Closure Of Philadelphia Hospital Raises Red Flag About Wellness Of Nation’s Healthcare System

Hahnemann's closure was a national warning about the cost of caring for vulnerable populations, the aging of legacy hospitals, the speeding shift to outpatient care, the rise of virtual care, the competitiveness of nonhospital providers, and the gridlock in Washington.

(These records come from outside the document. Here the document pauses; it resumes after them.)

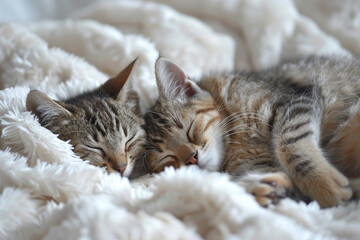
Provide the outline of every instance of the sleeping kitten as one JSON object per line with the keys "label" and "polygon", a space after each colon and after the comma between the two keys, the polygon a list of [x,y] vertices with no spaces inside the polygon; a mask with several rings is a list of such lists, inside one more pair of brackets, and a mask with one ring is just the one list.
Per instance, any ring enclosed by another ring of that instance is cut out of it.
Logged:
{"label": "sleeping kitten", "polygon": [[195,83],[160,58],[156,77],[159,100],[145,116],[152,172],[226,172],[264,206],[294,189],[322,207],[350,199],[347,177],[360,177],[359,60],[311,57]]}
{"label": "sleeping kitten", "polygon": [[75,154],[83,160],[123,176],[134,174],[145,139],[139,98],[127,81],[135,62],[99,88],[65,101],[33,90],[27,96],[26,108],[42,126],[62,140],[70,140]]}

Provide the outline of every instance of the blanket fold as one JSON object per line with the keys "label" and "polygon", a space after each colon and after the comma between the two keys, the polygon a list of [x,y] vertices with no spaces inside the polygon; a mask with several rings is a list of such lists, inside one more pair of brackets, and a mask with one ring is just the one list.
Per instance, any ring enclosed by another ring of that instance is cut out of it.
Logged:
{"label": "blanket fold", "polygon": [[25,107],[31,89],[66,99],[136,57],[145,111],[157,99],[159,55],[194,78],[359,55],[356,9],[352,0],[122,0],[1,23],[0,239],[359,239],[356,202],[320,209],[285,199],[265,209],[226,174],[193,167],[129,182],[82,161]]}

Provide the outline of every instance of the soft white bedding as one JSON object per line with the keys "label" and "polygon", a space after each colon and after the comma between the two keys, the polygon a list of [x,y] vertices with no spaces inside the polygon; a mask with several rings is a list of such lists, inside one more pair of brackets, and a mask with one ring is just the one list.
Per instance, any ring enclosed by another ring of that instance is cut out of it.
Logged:
{"label": "soft white bedding", "polygon": [[[0,2],[0,20],[18,22],[0,25],[0,239],[360,239],[358,203],[264,209],[226,175],[196,168],[129,183],[77,158],[25,109],[30,89],[74,96],[136,57],[146,109],[159,54],[190,76],[360,55],[360,2],[89,2]],[[44,18],[52,20],[33,21]]]}

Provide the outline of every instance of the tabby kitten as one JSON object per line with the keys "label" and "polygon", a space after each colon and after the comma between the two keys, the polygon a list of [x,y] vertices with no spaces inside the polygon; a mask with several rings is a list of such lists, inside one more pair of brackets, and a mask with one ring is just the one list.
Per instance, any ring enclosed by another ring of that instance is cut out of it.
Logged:
{"label": "tabby kitten", "polygon": [[310,57],[195,82],[159,58],[156,77],[159,100],[145,116],[152,172],[185,165],[226,172],[264,206],[294,189],[322,207],[352,196],[347,177],[360,177],[359,60]]}
{"label": "tabby kitten", "polygon": [[123,176],[136,175],[134,165],[145,132],[139,98],[129,81],[135,62],[99,88],[65,101],[33,90],[27,96],[26,108],[61,140],[70,140],[75,154],[83,160]]}

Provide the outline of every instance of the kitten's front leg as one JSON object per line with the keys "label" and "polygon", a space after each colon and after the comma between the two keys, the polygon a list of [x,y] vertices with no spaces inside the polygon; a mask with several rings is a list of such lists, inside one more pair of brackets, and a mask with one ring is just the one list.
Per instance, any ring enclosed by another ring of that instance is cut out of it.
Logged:
{"label": "kitten's front leg", "polygon": [[234,179],[234,182],[254,195],[256,201],[264,207],[278,204],[281,199],[292,195],[293,191],[289,177],[283,172],[248,173]]}
{"label": "kitten's front leg", "polygon": [[322,104],[316,92],[293,99],[273,128],[273,148],[280,165],[300,191],[321,207],[351,197],[348,179],[325,158],[319,146]]}

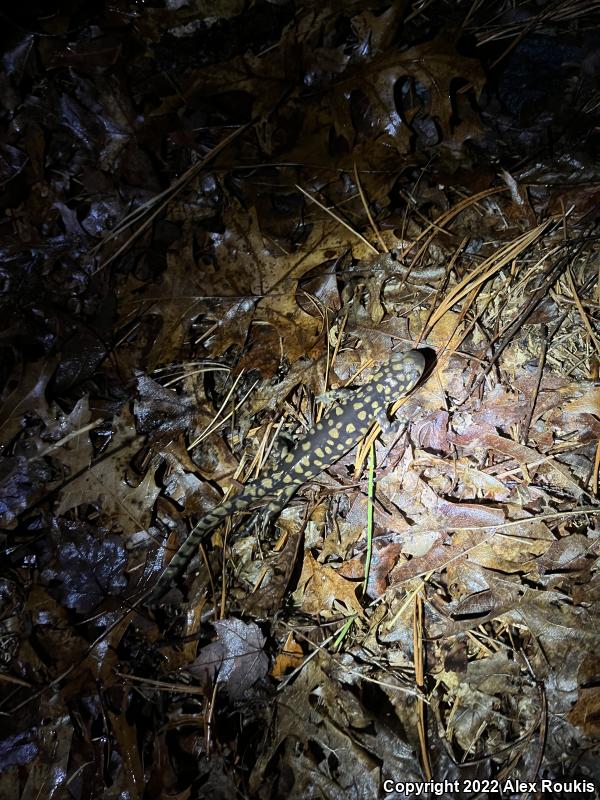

This is one commentary in a series of occasional first-person accounts of the effects of Hahnemann University Hospital’s closure in Philadelphia. To view other commentaries, click here.

Headshot of Dr. Stephen Klasko

Dr. Stephen Klasko is president of Thomas Jefferson University and CEO of Jefferson Health in Philadelphia.

This summer, Philadelphia became the epicenter of a looming crisis in the hospital industry in America. As detailed in the media, the owners of Hahnemann University Hospital declared bankruptcy in June. The summer saw the hospital’s abrupt shutdown, the loss of 2,500 jobs, and the largest closure (571 residents) of a physician residency program in the U.S.

Built in 1928, Hahnemann provided emergency care to more than 50,000 patients a year, many among the city’s most vulnerable.

The closure presented an unprecedented challenge. Only a few blocks away at Jefferson Health’s hospitals, we absorbed 40 more emergencies a day and doubled our deliveries. In one weekend we accepted 150 new patient appointments for expectant mothers who were more than 36 weeks pregnant. Within 10 days we credentialed 12 Hahnemann obstetricians and eight midwives, while onboarding 78 Hahnemann residents. Outside my office, the sirens doubled.